Nota | O desmonte do licenciamento ambiental não interessa ao povo brasileiro
Confira nota oficial do MAB sobre o Projeto de Lei 3.729, aprovado na Câmara dos Deputados. O texto enfraquece os órgãos ambientais do país e a representatividade popular no processo de licenciamento ambiental e pode provocar novas tragédias nas obras de infraestrutura, O projeto segue agora para votação no Senado.
Publicado 24/05/2021 - Atualizado 21/07/2021
O Movimento dos Atingidos por Barragens (MAB) expressa seu repúdio ao Projeto de Lei 3.729 de 2004, aprovado pela Câmara dos Deputados. Tal projeto significa um verdadeiro desmonte do licenciamento ambiental e oferece grandes riscos para a toda a sociedade, além de agravar as violações de direitos humanos das populações atingidas, retrocedendo aos patamares anteriores ao período democrático.
O conteúdo deste projeto de lei não reflete os verdadeiros problemas do licenciamento ambiental no Brasil e apresenta-se com um dos maiores ataques dos últimos tempos contra os direitos do povo brasileiro e a soberania do país.
O licenciamento ambiental e a avaliação de impactos ambientais são as principais ferramentas da Política Nacional de Meio Ambiente para garantir a todos o direito ao meio ambiente equilibrado, considerando as atuais e futuras gerações.
Ao invés de fortalecer institucionalmente as autoridades licenciadoras, os mecanismos de participação social e os procedimentos de avaliação e tomada de decisão, o projeto de lei enfraquece o controle do poder público sobre atividades efetiva ou potencialmente poluidoras e capazes de provocar degradação ambiental.
Historicamente, as principais vítimas da degradação ambiental são as populações mais vulneráveis, como os atingidos por barragens, povos indígenas, quilombolas e tradicionais, camponeses, moradores das periferias urbanas e a população negra. Por outro lado, os resultados de grandes obras que trariam “desenvolvimento” para o povo recorrentemente acabam por acentuar as graves desigualdades já existentes e concentrar ainda mais riqueza nas mãos de poucos.
Existe um enorme passivo social e ambiental provocado pela construção de barragens no Brasil, porém apenas uma pequena parte das violações de direitos humanos teve algum tipo de reparação, e somente por meio de muita luta e organização das atingidas e atingidos. Apesar de suas falhas, o licenciamento ambiental se apresenta como uma das principais ferramentas para a proteção das populações atingidas.
Hoje, essa pequena possibilidade de debater as contradições relacionadas aos projetos de grande escala encontra-se ameaçada pela limitação do conceito de atingido, bem como das possibilidades de responsabilização das empresas pelos danos perpetrados. Já temos exemplos como os crimes em Mariana e Brumadinho, nos quais as empresas seguem impunes e os atingidos seguem desassistidos, e de Belo Monte, no qual não houve reconhecimento e reparação para grande parte das famílias atingidas. Temos certeza de que o retrocesso no licenciamento ambiental tornará ainda maior a dívida social do Estado brasileiro com essas populações.
Esta agenda de destruição do governo federal favorecerá principalmente alguns acionistas de empresas do agronegócio, setor minerário e energético, dentre outros, em sua maioria localizados fora do país.
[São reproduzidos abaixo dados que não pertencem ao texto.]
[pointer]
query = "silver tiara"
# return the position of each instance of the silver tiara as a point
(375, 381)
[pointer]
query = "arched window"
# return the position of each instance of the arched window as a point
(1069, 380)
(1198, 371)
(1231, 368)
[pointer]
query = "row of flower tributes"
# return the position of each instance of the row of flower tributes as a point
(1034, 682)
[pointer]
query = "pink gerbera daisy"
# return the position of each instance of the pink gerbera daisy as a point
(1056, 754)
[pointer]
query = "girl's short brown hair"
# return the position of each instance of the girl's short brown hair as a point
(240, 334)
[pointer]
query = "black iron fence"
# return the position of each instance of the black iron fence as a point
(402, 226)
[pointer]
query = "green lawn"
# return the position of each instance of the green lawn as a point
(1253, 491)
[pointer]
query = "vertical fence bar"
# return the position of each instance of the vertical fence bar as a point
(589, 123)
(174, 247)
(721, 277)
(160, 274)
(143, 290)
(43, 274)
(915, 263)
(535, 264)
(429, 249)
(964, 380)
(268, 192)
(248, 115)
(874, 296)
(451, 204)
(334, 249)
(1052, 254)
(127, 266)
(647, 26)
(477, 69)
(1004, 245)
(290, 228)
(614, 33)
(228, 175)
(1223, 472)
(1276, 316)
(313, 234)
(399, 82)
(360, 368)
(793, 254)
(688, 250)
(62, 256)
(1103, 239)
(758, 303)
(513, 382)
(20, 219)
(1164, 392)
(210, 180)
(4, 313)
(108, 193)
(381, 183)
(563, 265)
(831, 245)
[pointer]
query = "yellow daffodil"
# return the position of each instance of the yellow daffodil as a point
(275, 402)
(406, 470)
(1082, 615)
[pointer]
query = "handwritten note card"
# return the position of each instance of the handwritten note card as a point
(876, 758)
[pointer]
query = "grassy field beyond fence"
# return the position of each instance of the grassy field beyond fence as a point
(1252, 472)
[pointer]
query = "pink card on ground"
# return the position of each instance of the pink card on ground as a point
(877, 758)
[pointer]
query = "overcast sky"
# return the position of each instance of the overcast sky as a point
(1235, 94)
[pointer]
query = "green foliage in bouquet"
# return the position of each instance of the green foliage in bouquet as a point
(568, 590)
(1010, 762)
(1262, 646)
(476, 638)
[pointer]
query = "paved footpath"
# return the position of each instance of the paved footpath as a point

Além de atender a interesses privados de uma pequena fração privilegiada da sociedade, o avanço da tramitação do projeto de lei ocorre de maneira ardilosa e antidemocrática, usando a maior pandemia da história para promover a aprovação de nova legislação sem o devido debate com o povo brasileiro
Trata-se de um projeto repleto de inconstitucionalidades, que implica em um gigantesco retrocesso na garantia dos direitos humanos, econômicos, sociais, culturais e ambientais e ampara-se na falsa dicotomia entre economia e a proteção do meio ambiente. A fragilização dos ecossistemas, com a redução das florestas e a deterioração dos recursos hídricos, proporciona impactos negativos à regulação climática, à atividade agrícola, à geração de energia, ao fornecimento de água, à saúde, à manutenção de recursos necessários para a vida e as atividades produtivas.
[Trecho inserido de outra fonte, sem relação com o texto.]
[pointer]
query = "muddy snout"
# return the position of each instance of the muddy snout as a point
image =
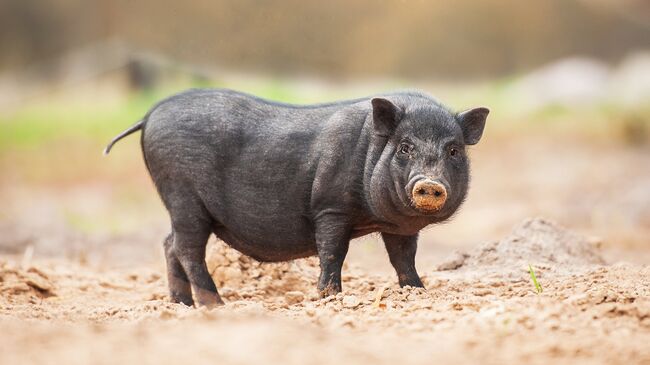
(429, 195)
Não encontra fundamento na realidade o dilema entre meio ambiente e economia. O que está posto é a possibilidade de se optar por um modelo que leva às últimas consequências o uso irracional dos recursos naturais, orientado por uma visão individualista da sociedade, ou o usufruto planejado e inteligente da natureza pela coletividade, tendo em vista uma sociedade mais justa e solidária com aqueles que hoje partilham da existência no planeta e com os que ainda estão por vir.
Pelas razões expostas, o Movimento dos Atingidos por Barragens (MAB) repudia a aprovação do texto-base do PL 3729 de 2004 pela Câmara dos Deputados e chama a todos os trabalhadores e organizações populares a lutarem contra o desmonte do licenciamento ambiental no Brasil.